Finite math and precalculus both refer to math before calculus. Finite math, however, is a catch-all title representing any math before calculus, while precalculus is more narrowly defined as the algebra knowledge necessary to perform calculus, often called algebra 3. If you intend to move on to calculus and beyond, precalculus is highly recommended, if not necessary, over finite math due to the difference in algebra skills gained during the course.
TL;DR (Too Long; Didn't Read)
If you're going to study calculus, a precalculus course is immensely helpful in preparing you to make some big conceptual leaps. If you're not going on to calculus a finite math course might be more immediately useful, depending on your career plans.
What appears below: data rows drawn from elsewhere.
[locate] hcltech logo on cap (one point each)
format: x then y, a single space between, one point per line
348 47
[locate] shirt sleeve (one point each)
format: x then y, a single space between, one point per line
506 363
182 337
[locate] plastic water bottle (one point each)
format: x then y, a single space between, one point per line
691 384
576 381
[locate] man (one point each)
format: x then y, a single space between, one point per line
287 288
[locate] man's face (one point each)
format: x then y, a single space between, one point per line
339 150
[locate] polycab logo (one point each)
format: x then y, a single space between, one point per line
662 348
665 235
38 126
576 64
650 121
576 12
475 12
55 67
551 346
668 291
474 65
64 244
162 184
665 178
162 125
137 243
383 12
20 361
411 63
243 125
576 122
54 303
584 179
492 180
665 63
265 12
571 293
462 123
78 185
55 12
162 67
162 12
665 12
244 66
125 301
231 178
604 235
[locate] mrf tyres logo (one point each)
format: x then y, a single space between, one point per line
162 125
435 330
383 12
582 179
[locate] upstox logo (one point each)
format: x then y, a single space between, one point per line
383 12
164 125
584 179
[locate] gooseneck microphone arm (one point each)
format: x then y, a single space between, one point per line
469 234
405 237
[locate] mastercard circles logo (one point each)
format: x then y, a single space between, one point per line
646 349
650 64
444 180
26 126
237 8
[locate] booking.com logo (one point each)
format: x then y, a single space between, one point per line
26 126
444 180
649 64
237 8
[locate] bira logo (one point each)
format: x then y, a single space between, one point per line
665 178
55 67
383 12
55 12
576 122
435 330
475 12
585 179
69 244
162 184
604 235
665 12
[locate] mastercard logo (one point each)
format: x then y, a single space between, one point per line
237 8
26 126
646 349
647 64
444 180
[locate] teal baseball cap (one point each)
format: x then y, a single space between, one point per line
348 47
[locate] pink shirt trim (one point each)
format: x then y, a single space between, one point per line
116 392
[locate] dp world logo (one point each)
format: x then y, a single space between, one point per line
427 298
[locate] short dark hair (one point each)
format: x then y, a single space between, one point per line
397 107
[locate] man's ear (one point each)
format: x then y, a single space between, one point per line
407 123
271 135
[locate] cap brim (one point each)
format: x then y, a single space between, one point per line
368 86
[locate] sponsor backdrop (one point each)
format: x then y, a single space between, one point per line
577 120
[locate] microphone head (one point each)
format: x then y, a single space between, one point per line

If you understand calculus, then understanding finite math and precalculus is easier, as the latter two are simply what calculus is not. Calculus is the next advanced class after algebra and precalculus, and it introduces students to the great conceptual leaps of differentiation and integration. Differentiation allows you to take apart mathematical functions to understand their behavior, while integration lets you put them back together, adding together small numbers. You must have strong algebra skills to be successful in calculus.
The Goal of Finite Math
In finite math classes, the goal is to give students enough information to use mathematical analysis in the real world, at jobs or at home. Topics covered include matrix algebra, probability, statistics, logic and discrete mathematics. You learn simple, immediately useful ways to count, calculate, add, subtract, multiply and divide. While success in finite math can be immensely helpful in the real world, it does not necessarily prepare you for a full calculus class.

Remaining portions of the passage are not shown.